The brain cancer that killed former Vice President Joe Biden's son, Maj. Beau Biden, might have been caused by burn pit exposure in Kosovo and Iraq, Biden said in a recent interview.

"Science has recognized there are certain carcinogens when people are exposed to them. Depending on the quantities and the amount in the water and the air, [they] can have a carcinogenic impact on the body," he said in a PBS NewsHour interview early this month.

Beau Biden, a judge advocate general (JAG) officer in the Delaware National Guard, died from brain cancer in 2015. He had been deployed to Iraq in 2009, and worked as a civilian lawyer with the U.S. attorney's office in Kosovo.

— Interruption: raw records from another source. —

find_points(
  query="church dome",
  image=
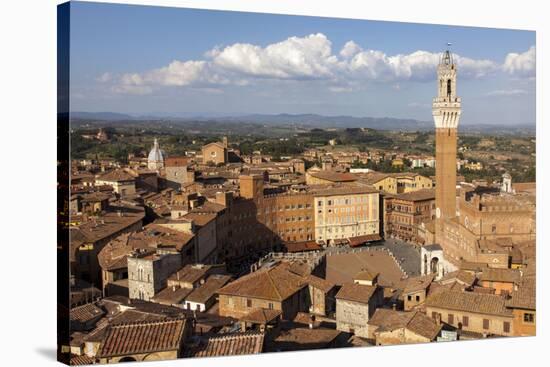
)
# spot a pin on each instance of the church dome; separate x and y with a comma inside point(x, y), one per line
point(155, 155)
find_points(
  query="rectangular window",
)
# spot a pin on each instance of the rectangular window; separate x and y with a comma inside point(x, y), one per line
point(529, 317)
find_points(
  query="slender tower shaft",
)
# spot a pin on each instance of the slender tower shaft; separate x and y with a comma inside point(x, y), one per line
point(446, 113)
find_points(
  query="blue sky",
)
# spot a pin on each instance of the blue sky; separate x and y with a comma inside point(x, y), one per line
point(144, 59)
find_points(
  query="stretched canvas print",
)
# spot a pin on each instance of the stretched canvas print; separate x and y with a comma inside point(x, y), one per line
point(237, 183)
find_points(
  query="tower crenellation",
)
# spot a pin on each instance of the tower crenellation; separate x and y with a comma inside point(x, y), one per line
point(446, 109)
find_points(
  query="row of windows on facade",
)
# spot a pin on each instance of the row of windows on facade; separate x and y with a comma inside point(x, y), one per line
point(465, 320)
point(274, 209)
point(349, 219)
point(348, 209)
point(295, 230)
point(408, 209)
point(141, 276)
point(346, 201)
point(287, 219)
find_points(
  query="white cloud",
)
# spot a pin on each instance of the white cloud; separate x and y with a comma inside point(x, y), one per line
point(350, 49)
point(419, 66)
point(336, 89)
point(418, 105)
point(521, 64)
point(507, 92)
point(104, 78)
point(309, 57)
point(303, 58)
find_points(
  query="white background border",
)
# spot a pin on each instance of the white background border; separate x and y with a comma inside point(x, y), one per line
point(28, 179)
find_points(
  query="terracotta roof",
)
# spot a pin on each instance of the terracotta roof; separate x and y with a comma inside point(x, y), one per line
point(365, 274)
point(228, 345)
point(96, 229)
point(143, 337)
point(302, 338)
point(275, 283)
point(342, 268)
point(418, 283)
point(417, 322)
point(524, 297)
point(422, 324)
point(356, 292)
point(81, 360)
point(190, 273)
point(360, 240)
point(319, 283)
point(85, 313)
point(172, 295)
point(335, 176)
point(418, 195)
point(261, 315)
point(208, 290)
point(176, 161)
point(524, 186)
point(470, 302)
point(461, 276)
point(302, 246)
point(501, 275)
point(200, 219)
point(116, 176)
point(344, 190)
point(473, 266)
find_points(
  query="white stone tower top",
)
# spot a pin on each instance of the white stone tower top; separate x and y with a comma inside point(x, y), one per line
point(446, 106)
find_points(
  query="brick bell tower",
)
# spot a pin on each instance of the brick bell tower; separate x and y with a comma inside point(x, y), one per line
point(446, 113)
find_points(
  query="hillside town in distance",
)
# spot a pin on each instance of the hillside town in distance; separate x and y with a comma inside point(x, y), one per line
point(216, 252)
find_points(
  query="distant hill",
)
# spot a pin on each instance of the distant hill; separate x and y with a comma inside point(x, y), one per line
point(307, 121)
point(108, 116)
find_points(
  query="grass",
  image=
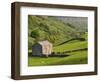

A book published last year, "The Burn Pits: The Poisoning of America's Soldiers," by former Army Staff Sgt. Joseph Hickman, includes a chapter on Beau Biden's cancer and its possible links to burn pit exposure.

In the interview, Joe Biden said he had been unaware of any potential link before reading that book.

"There's a whole chapter on my son Beau in there, and that stunned me. I didn't know that," he said in the interview.

Burn pits were routinely used in Iraq and Afghanistan to dispose of waste. Although government officials have declined to establish a firm link between burn pits and veterans' health problems, including rare forms of cancer and respiratory diseases, the Department of Veterans Affairs in 2014 established a registry for veterans to log their exposure and complaints.

More than 120,000 veterans have logged themselves in the registry. An estimated three million are eligible to join, according to the VA.

A federal judge last year dismissed a major lawsuit by veterans, contractors and their families against KBR, a defense contractor, for operating burn pits they claimed caused deadly respiratory diseases and cancer.

But the judge dismissed the suit, saying that KBR cannot be held liable for a Pentagon decision to use burn pits for waste disposal.